- Born: 9 October 1955 Monto, Queensland, Australia
- Died: 3 June 2014 (aged 58) Brisbane, Queensland, Australia
- Education: Queensland College of Art
- Known for: Painting, printmaking
- Movement: Urban indigenous art
- Awards: Moët & Chandon Australian Art Fellowship (1991) John McCaughey Memorial Art Prize (1997)

= Gordon Bennett (artist) =

Australian artist (1955–2014)

Gordon Bennett (9 October 1955 – 3 June 2014) was an Birri Gubba and Darumbal artist of Aboriginal and Anglo-Celtic descent. Born in Monto, Queensland, Bennett was a significant figure in contemporary Indigenous Australian art.

==Early life==
Born in Monto, Queensland, in 1955, of Anglo-Celtic and Aboriginal ancestry, Gordon Bennett grew up in Victoria from the age of four, when his family moved back to Queensland, to the town of Nambour. He attended Nambour State High School. He left school at fifteen and worked in a variety of trades before undertaking formal art studies at the Queensland College of Art, Brisbane between 1986 and 1988.

==Career==
Some of his work is about what he saw when he was young. His 1991 painting Nine Ricochets won the prestigious Moët & Chandon Australian Art Fellowship, and he rapidly established himself as a leading figure in the Australian art world. Bennett lived and worked in Brisbane, where he created paintings, prints and worked in multi-media.
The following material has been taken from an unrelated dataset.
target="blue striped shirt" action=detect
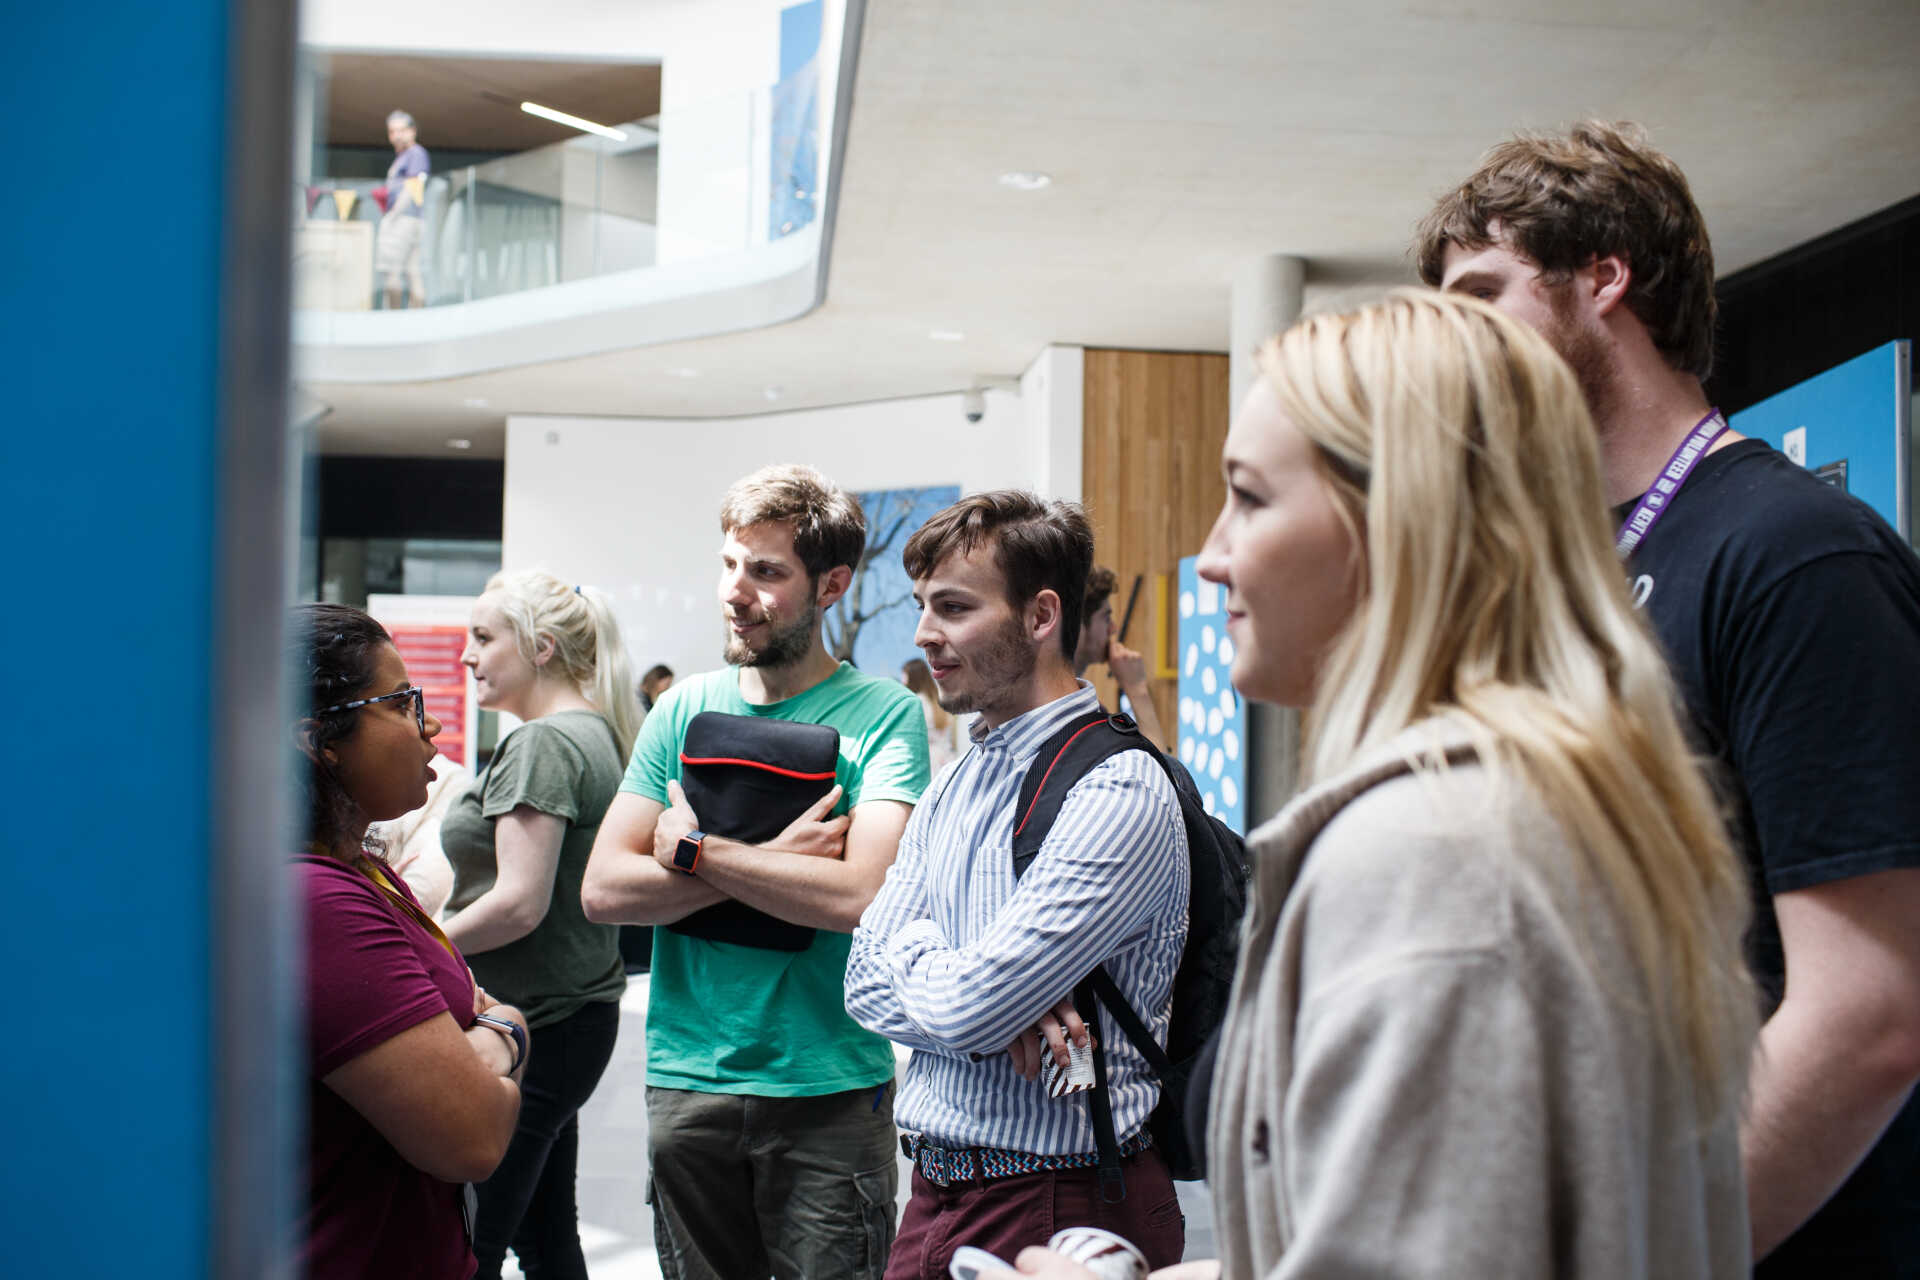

In 2004, Bennett, together with Peter Robinson, had a two-person exhibition Three Colours, which showed at several Victorian art galleries including Heide Museum of Modern Art, Shepparton Art Gallery, Bendigo Art Gallery and the Ballarat Fine Art Gallery. In late 2007 he had a solo exhibition at the National Gallery of Victoria, that set his works on colonialism in an international context.

Selected solo exhibitions include: Outsider / Insider: The Art of Gordon Bennett, The Aboriginal Art Museum, Utrecht, The Netherlands, (2012); Gordon Bennett: a survey, National Gallery of Victoria, Melbourne (2007), and touring to Queensland Art Gallery, Brisbane and Art Gallery of Western Australia, Perth; The Expiation of Guilt, Museum of Archaeology and Anthropology, University of Cambridge, UK (2007); History and Memory in the Art of Gordon Bennett, Brisbane City Gallery (1999), and touring to Ikon Gallery, Birmingham, UK; Arnolfini, Bristol, UK; Henie Onstad Kunstsenter, Norway.

In 2017, his work featured in the group exhibition In the future everything will be as certain as it used to be at Framer Framed, Amsterdam, The Netherlands.

Bennett exhibited his work in biennales in numerous cities, including Sydney, Venice, Gwangju, Shanghai, Prague and Berlin.

==Views==
Bennett expressed his discomfort with being seen as spokesman for Aboriginal peoples, and in a manifesto (or 'manifest toe' as he called it) published in 1996 he spoke of his wish "to avoid banal containment as a professional Aborigine, which both misrepresents me and denies my upbringing and Scottish/English heritage," while simultaneously expressing his wish that his young daughter could grow up in a society where her life would not be defined by her race. The confrontation of Australian racism is a regular theme in works by Bennett.

==Death==
Gordon Bennett died in Brisbane on 3 June 2014, of natural causes. He was 58.

==Legacy==
Judith Ryan, senior curator from the National Gallery of Victoria in 2004 described Bennett as "an artist's artist" and "like no other artist currently working". Noting the influence of Jackson Pollock, Piet Mondrian and Basquiat, she considered Bennett's style to be theoretical and confronting, and intended to encourage critical reflection on national identity.

Bennett is represented in most major public collections in Australia, including the Queensland Art Gallery, as well as in several important overseas collections.

In September 2017, Bennett's 1991 Possession Island was unveiled at London's Tate Modern.